By Michelle ChenTwitter MAY 8, 2018
Today, women from all over the world are knocking on America’s gates, seeking refuge from violent homes and homelands. But the Trump administration wants to close the door on them forever.
The White House is currently seeking to overturn a long-standing legal principle in immigration law providing asylum protection for victims of domestic abuse. Attorney General Jeff Sessions has set his sights on the migrant women—particularly those fleeing violence-racked communities in the Global South—so desperate to escape their homes they sought refuge in another country. In addition to the administration’s new policy of splitting migrant families at the border by detaining parents and children in separate facilities—a practice condemned as dangerous and abusive—Sessions is now challenging an individual asylum case with the aim of shredding humanitarian precedents for all migrants fleeing domestic violence. If the White House prevails, rights groups say, it could become nearly impossible to ensure essential refugee protection for countless survivors escaping gender-based abuse in their home countries.
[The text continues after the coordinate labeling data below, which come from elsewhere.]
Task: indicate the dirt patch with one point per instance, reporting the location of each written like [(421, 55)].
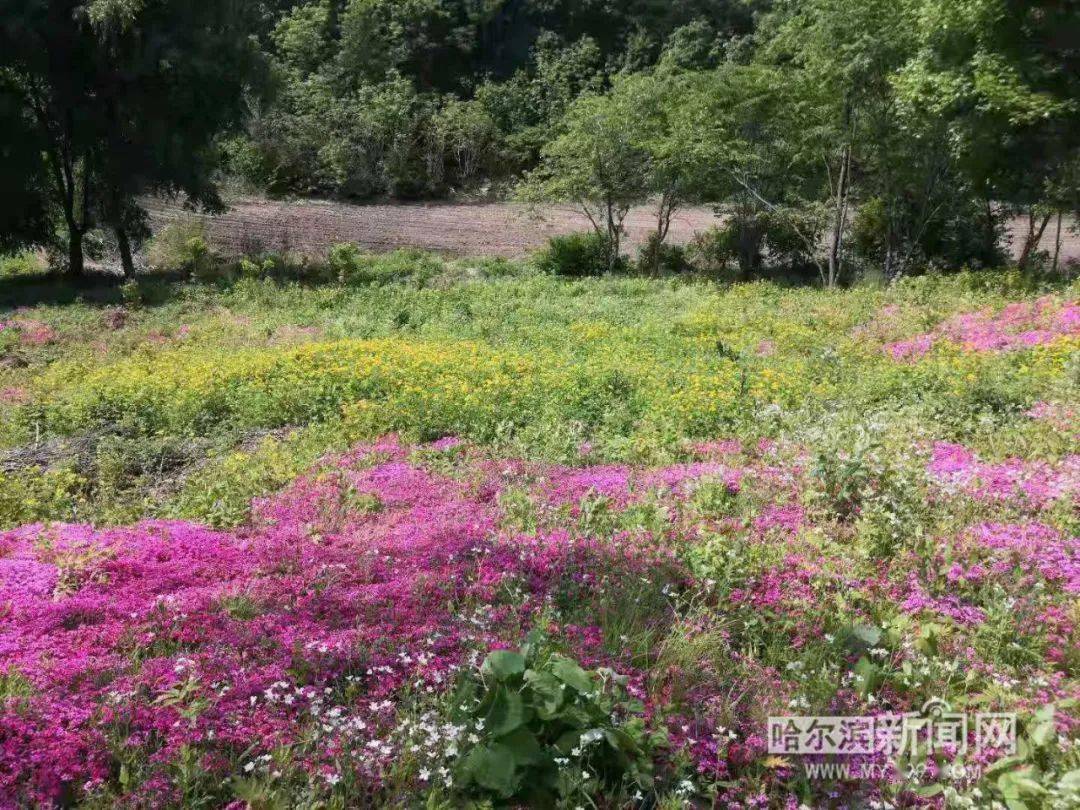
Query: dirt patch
[(309, 227)]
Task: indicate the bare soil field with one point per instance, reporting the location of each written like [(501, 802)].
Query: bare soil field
[(457, 229)]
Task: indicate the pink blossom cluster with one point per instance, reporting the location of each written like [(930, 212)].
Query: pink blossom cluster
[(1035, 485), (347, 589), (1020, 325), (30, 333), (379, 577)]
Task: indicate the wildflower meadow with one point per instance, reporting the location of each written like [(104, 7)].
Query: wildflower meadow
[(471, 536)]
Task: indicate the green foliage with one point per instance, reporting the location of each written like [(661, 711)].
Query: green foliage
[(21, 264), (181, 246), (575, 255), (551, 731), (125, 98)]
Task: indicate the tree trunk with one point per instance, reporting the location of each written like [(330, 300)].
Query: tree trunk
[(1033, 240), (1057, 242), (76, 264), (750, 247), (125, 253), (839, 220)]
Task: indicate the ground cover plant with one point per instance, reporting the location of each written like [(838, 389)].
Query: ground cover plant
[(408, 531)]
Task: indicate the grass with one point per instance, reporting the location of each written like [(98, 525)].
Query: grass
[(152, 406), (673, 509)]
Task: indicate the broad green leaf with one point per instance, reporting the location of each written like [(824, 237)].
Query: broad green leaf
[(503, 664), (493, 767), (524, 746), (572, 675), (508, 712)]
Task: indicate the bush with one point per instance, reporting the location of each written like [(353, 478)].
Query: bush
[(713, 253), (660, 258), (26, 262), (576, 255), (537, 711), (181, 246), (350, 266)]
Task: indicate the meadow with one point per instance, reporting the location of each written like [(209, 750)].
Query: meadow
[(456, 532)]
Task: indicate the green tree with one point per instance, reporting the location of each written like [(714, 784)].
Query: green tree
[(126, 97), (598, 162), (1006, 75)]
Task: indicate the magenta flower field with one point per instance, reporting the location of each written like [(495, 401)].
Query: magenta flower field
[(833, 563), (308, 648)]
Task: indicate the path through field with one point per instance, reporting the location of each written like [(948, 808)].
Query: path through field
[(458, 229)]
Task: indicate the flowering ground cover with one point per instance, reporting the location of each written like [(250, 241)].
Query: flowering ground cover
[(513, 541)]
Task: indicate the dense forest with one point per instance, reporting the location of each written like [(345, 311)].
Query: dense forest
[(832, 135)]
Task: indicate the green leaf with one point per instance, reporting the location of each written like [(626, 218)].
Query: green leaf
[(508, 712), (549, 692), (865, 635), (867, 676), (493, 767), (524, 746), (572, 675), (503, 664), (1070, 781)]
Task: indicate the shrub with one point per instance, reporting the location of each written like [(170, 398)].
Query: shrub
[(26, 262), (539, 712), (713, 253), (576, 255), (181, 246), (660, 258), (350, 266)]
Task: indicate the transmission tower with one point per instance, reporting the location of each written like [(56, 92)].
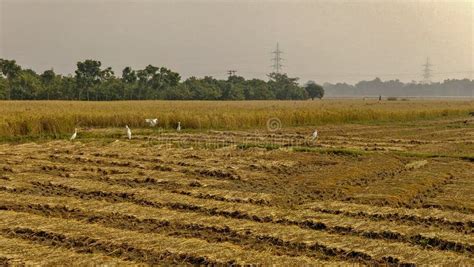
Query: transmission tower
[(427, 71), (231, 72), (277, 59)]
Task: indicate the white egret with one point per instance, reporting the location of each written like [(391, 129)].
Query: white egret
[(129, 132), (152, 122), (315, 135), (74, 135)]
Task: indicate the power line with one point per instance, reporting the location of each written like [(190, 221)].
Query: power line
[(427, 71), (277, 59), (231, 73)]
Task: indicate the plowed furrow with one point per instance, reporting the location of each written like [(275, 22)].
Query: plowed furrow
[(324, 225), (151, 248), (20, 252), (212, 234)]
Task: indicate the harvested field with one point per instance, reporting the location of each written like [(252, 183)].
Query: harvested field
[(398, 193)]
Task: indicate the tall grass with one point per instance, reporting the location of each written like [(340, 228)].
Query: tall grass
[(55, 118)]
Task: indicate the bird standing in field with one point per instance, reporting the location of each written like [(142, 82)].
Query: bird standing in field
[(129, 132), (314, 136), (152, 122), (74, 135)]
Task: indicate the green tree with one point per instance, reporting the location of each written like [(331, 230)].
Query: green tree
[(286, 88), (203, 89), (257, 89), (314, 90), (233, 88), (27, 85), (88, 74), (48, 78)]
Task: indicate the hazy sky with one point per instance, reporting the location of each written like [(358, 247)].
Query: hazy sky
[(326, 41)]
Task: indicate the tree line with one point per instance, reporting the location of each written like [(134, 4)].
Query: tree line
[(376, 87), (92, 81)]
The case in question is that of A-B-, a woman from El Salvador who endured physical and psychological abuse and rape at the hands of her partner for about 15 years. When she fled to seek humanitarian relief in the United States, she was initially granted protection. But Sessions now seeks to make an example of her—not by demonstrating the country’s historical commitment to providing protection to victims of abuse, but rather by exploiting her abuse to revisit a legal precept of treating domestic violence as a form of gender-based persecution. In alignment with recent case law and advocacy efforts, along with the International Refugee Convention, according to the petition filed by the Tahirih Justice Center, this precedent is based on the standard of granting asylum to domestic-abuse survivors “if the violence rises to the level of persecution, the abuser is someone the home government cannot or will not control, and the woman can be viewed by her society as fitting into a particular social group.”
A-B-’s case foreshadows worse legal prospects for the next influx of asylum seekers, including those on board a high-profile “caravan.” Last month, one Honduran mother, speaking at the border town of Tijuana, told The Arizona Republic, “I didn’t come all this way to be separated from my children.” But at the border they were all about to become another talking point in one of Trump’s frothing xenophobic tirades, and perhaps soon detained just as A-B- was, with families shattered, clinging to the fast-closing gates of American refuge.
No mother goes anywhere to be separated from her children, but too often, that’s where they find themselves trapped: chased from home by intimate enemies, trapped from above by hostile states.